Why aren’t more people working on AGI?
This question came up again at a recent debate on the merits of advanced AI.
Here’s a list of some of the most common reasons, plus an analysis of why there seems to be so little progress in AGI development:
Why are so few researchers pursuing AGI?
Many researchers believe: Human-level AGI is not possible because…
- Biological beings (especially humans) have something special (a soul?) that cannot be replicated in machines
- Human intelligence requires consciousness, which in turn arises from weird quantum processes that cannot be implemented in computers
- They tried in their youth (20–40 years ago) and failed — now, conclude that it can't be done
Others have fundamental problems with ‘general intelligence’…
- Believe that it is inherently an invalid concept (‘g’ in psychology has become quite unpopular — one could even say ‘politically incorrect’)
- Overall intelligence is just a collection of specialized skills, and we just need to somehow engineer or create all individual ones
A very common objection is that the time is not ripe…
- AGI can’t be achieved within their lifetime, so there is no point
- Hardware is not nearly powerful enough
Most researchers believe that ‘nobody know how to build AGI’ because…
- “We don’t understand intelligence/ intuition/ consciousness/ etc.”
- They haven’t seen or heard of any viable theories of AGI
- They aren’t even looking for that possibility (because of many of the other reasons listed here)
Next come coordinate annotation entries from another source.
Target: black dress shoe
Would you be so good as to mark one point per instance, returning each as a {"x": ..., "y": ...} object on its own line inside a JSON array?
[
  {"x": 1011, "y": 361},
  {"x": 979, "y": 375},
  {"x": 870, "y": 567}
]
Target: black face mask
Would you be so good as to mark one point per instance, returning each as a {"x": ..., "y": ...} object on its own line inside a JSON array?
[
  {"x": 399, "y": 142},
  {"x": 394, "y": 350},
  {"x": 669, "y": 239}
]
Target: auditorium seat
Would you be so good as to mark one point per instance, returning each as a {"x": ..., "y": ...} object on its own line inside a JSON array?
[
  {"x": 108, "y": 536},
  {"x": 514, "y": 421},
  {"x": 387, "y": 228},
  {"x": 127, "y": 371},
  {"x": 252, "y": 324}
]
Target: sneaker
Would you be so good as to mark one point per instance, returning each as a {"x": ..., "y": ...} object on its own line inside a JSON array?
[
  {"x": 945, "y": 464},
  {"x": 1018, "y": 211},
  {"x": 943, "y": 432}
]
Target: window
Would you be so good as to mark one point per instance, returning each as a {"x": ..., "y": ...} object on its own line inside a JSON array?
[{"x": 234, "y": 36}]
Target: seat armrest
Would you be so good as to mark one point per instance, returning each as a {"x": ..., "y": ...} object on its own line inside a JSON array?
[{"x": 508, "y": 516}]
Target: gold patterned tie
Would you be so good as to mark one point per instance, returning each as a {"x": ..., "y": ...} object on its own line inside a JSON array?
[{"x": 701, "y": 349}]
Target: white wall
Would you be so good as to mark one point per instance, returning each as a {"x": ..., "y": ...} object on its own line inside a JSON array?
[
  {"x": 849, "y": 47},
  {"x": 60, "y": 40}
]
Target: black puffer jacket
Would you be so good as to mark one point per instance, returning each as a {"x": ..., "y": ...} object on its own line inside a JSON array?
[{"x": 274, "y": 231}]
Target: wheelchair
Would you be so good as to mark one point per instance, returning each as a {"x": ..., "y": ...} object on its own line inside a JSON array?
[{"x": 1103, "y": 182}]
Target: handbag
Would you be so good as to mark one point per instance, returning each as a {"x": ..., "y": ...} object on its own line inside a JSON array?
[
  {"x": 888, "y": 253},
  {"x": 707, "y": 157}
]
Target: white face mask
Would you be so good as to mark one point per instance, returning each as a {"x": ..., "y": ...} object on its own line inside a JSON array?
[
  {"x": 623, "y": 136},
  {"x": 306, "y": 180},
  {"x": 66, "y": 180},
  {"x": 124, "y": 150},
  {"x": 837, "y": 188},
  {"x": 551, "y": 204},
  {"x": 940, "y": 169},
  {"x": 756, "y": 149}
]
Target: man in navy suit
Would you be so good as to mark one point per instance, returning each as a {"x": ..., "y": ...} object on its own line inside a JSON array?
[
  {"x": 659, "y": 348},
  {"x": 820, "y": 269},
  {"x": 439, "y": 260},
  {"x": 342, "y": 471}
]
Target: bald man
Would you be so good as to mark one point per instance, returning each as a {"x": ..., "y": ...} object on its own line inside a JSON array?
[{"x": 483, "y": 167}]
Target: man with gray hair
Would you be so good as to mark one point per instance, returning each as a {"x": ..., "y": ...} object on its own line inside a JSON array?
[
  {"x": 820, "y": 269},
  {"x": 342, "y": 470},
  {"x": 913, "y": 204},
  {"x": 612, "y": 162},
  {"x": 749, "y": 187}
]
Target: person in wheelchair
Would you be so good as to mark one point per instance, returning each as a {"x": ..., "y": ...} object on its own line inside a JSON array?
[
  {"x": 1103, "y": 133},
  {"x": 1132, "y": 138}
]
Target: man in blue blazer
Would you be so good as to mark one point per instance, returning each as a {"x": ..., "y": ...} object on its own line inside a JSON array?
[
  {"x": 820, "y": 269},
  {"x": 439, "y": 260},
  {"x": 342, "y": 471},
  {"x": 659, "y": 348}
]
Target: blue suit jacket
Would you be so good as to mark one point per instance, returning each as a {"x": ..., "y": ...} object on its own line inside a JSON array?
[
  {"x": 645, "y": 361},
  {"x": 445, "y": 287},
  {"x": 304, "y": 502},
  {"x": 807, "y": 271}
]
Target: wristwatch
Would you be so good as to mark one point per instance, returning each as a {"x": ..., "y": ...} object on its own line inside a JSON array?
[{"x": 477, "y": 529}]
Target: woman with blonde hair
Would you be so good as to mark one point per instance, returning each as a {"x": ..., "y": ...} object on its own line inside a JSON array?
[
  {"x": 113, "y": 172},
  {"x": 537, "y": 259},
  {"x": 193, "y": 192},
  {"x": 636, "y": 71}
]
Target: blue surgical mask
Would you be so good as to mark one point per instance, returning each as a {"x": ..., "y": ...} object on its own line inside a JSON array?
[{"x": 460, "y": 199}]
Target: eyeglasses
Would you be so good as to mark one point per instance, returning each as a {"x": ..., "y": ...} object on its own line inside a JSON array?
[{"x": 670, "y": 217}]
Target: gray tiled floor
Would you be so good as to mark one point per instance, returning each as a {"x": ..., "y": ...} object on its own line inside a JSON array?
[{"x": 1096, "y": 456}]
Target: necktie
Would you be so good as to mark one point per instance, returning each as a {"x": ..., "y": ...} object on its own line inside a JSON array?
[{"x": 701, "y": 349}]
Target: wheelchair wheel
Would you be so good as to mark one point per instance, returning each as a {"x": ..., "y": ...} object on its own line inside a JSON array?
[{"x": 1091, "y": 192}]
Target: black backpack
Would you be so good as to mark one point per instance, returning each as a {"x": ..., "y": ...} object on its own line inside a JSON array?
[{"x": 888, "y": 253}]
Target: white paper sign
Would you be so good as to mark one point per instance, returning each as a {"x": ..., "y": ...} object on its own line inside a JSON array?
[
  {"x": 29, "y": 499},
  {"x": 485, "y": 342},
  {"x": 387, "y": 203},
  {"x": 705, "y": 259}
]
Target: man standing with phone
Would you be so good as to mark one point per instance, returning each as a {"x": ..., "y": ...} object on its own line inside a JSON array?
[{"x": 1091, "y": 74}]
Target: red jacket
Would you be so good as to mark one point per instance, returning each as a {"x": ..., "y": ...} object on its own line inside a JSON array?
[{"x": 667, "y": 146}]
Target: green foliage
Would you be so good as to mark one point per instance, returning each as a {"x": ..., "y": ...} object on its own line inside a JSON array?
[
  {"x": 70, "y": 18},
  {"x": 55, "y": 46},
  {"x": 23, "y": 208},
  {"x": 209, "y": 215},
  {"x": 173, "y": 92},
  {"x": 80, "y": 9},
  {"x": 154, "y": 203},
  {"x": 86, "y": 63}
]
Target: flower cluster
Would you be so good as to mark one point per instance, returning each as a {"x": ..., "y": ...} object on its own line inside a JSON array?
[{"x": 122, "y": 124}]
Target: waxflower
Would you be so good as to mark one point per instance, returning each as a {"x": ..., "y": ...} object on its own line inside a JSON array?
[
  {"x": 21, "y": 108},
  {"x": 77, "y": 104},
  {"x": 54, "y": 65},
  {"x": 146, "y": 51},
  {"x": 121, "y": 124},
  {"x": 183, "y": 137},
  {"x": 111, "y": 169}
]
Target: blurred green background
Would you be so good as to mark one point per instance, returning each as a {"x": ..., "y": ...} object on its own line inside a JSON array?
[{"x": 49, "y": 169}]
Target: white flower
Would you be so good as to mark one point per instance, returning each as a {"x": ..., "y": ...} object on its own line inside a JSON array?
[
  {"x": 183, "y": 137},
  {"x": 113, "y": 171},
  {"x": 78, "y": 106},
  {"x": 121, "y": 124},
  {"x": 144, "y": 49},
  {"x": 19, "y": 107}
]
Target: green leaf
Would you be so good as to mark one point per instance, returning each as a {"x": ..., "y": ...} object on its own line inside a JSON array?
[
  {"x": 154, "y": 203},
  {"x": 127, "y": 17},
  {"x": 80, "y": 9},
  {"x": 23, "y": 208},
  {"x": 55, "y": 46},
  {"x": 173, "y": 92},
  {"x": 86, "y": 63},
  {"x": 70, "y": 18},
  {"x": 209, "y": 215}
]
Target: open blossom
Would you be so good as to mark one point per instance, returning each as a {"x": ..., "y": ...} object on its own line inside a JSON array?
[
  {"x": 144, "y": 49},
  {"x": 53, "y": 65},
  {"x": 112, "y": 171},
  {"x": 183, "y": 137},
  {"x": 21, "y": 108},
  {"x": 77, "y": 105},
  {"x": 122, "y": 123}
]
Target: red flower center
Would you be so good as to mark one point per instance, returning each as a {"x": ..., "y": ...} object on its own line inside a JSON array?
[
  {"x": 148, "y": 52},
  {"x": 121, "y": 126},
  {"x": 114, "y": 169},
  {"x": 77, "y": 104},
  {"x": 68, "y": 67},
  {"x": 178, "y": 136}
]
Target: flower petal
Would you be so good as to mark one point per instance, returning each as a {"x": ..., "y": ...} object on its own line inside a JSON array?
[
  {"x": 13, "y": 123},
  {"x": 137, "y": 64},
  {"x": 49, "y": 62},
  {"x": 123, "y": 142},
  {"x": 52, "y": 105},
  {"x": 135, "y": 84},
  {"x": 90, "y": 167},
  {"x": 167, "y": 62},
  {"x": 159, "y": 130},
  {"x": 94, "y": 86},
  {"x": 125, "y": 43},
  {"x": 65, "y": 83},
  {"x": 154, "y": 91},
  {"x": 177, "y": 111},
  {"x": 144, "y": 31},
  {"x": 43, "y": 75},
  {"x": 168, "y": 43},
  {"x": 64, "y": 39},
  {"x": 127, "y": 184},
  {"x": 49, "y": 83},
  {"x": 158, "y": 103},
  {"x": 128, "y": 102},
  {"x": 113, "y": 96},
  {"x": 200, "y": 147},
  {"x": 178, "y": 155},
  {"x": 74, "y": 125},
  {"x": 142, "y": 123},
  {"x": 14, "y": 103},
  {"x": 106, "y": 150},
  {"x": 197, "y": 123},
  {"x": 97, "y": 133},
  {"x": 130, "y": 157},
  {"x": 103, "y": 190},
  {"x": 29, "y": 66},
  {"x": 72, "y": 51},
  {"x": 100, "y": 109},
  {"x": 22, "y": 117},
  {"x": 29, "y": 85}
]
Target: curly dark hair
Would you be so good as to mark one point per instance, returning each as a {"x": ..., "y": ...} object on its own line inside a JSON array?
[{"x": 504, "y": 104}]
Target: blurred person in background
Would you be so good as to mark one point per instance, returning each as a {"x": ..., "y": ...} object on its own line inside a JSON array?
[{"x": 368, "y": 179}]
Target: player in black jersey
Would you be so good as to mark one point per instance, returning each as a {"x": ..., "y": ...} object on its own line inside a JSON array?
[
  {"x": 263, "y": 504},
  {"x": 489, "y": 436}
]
We should rather copy the brain in some way to achieve human-level AI…
- Reverse engineer the brain with custom chips—one area at a time
- Simulate a human brain in a supercomputer
- Build specialized hardware that copies brain neural structure
- Grow biological brains in a vat
Don’t think that AGI is all that important because…
- Narrow AI already exceeds humans abilities in many areas
- They don’t believe that self-improving (Seed AI) is viable
- Don't share the vision of AGI’s benefits, or our need for it
Simply don’t have the ‘patience’ for such a long-term project
- Can get quicker results (financial and other) pursuing Narrow AI
Quite a few people think that AGI is highly undesirable because…
- Lead to massive unemployment, or is generally not socially acceptable.
- We don’t know how to make it safe, and will likely destroy us
Finally, there are those would love to work on AGI, but…
- Don’t know how to do it, and see no viable model
- Are researchers who will get little academic respect/ support/ funding
- Can’t get their AGI efforts funded
All of the above combine to create a dynamic where AGI is not fashionable, further reducing the number of people drawn into it!
Why is there so little progress in (workable) AGI models and systems?
See above: Why are so few researchers pursuing Real AI?
The field is dramatically underfunded
Most theories of general intelligence, and approaches to AGI, are quite poor:
- Poor epistemology: understanding the nature of knowledge and certainty, how it is acquired and validated, the importance of context, etc.
- Poor understanding of intelligence: knowledge vs adaptive learning, static vs dynamic, offline vs interactive, big data vs instance learning, etc.
- A poor understanding of other key concepts involved: grounding, understanding, concepts, emotions, volition, consciousness, etc.
- A lack of logical integration of connectionist, statistical, logic, and other AI techniques and insights
- Not appreciating the importance of a comprehensive cognitive architectures, and looking for an overly simple, ‘silver-bullet’ approach
- Overly modular designs, incompatible with deep cognitive integration
- Focusing on only one, or a few, aspects of intelligence
- Focusing exclusively on the wrong level: either too high (at logical reasoning) or too low (perception/ action)
- Too much focus on copying the brain — i.e. biological feasibility
- Using physical robots prematurely (i.e. now)
- A lack of commonality/ compatibility between various AGI efforts
- Performance expectations are set too high for any specific functionality: early general intelligence is not likely to be competitive with narrow AI
Of course, the (perceived) lack of progress feeds the lack of interest and people working in the field… a non-virtuous cycle.